まったく動じないデーモンは勝ち誇ったような笑みを浮かべた。
その口が歪む。
「[フレイムインフェルノ]!!」
至近距離からの灼熱の攻撃はすこし射線からはずれただけでよける。
直後、ズドモンのツノが校舎ごとデーモンを串刺しにしようと床と天井を突き破る。
すでに臨界点に達していた校舎3階が崩れ落ちた。
黒畑は辛うじて4階の階段にしがみつく。
軽い身のこなしで安全な足場に飛び乗ると校内を走りぬいた。
「まだか・・・?」
舌打ちを漏らし、黒畑は校舎の反対側に滑り込んだ。
その時、窓の外を蒼い影が校舎を飛び越え、ズドモンの甲羅を中継し、反対側の校舎に移る。
「あれは・・・・辻鷹のパートナーか?」
しかし確認のしようがない。
黒畑はひとまず意藤に合流することに決めた。
すでに崩れた屋根から侵入するとクレシェモンは片端から教室を覗いて回った。
予想通り、炭同然のようになった一帯の中心にデーモンがいた。
まずは狙撃を試みる。
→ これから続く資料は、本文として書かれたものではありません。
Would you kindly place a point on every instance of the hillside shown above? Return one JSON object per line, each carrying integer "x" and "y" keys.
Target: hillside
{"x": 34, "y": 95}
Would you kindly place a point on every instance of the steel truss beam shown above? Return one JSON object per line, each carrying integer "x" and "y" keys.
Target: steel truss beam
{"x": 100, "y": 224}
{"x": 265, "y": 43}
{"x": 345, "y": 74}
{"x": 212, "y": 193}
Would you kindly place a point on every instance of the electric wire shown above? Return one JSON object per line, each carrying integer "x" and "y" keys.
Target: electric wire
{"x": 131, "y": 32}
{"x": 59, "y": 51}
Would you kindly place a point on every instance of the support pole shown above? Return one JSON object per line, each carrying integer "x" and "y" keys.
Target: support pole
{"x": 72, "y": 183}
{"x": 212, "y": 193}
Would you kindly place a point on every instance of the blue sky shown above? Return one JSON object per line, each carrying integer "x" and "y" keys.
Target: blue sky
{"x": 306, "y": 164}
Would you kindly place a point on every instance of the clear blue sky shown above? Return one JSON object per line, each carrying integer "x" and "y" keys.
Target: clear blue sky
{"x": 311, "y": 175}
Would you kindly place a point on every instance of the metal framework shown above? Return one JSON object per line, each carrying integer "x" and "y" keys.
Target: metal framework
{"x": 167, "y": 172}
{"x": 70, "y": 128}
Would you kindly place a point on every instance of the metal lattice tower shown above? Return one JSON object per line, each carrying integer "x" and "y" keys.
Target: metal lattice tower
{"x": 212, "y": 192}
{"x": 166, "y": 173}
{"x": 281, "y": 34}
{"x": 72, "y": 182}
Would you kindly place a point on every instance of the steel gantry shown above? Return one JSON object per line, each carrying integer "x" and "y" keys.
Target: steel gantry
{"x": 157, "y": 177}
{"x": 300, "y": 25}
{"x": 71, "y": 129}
泉と相談したとおりに攻撃をしかける。
クレシェモンは武器を体の前で組み合わせ、デーモンに狙いをつけた。
「[アイスアーチェリー]」
氷の矢が猛烈なスピードで撃ち出され、デーモンの肩に突き刺さる。
「む・・・・・・・」
デーモンはうなると矢を引き抜いた。
握られた矢は瞬時に固体から気体へと一気に昇華する。
「ほぉう」
デーモンは呟き、背中の翼を広げる。
瞬間移動ともとれる動きでクレシェモンの鼻の先まで間合いをつめたデーモンは言った。
「おもしろい」
クレシェモンの体が反応した瞬間、デーモンの背中が爆発した。
“憤怒”をあらわにしたデーモンの目に両手の変化した銃をかまえたリリモンが映った。
「神楽にはそのクレシェモンを全力でサポートするよう言われています」
デーモンは歯ごたえのありそうな敵の出現に残忍な笑みを浮かべた。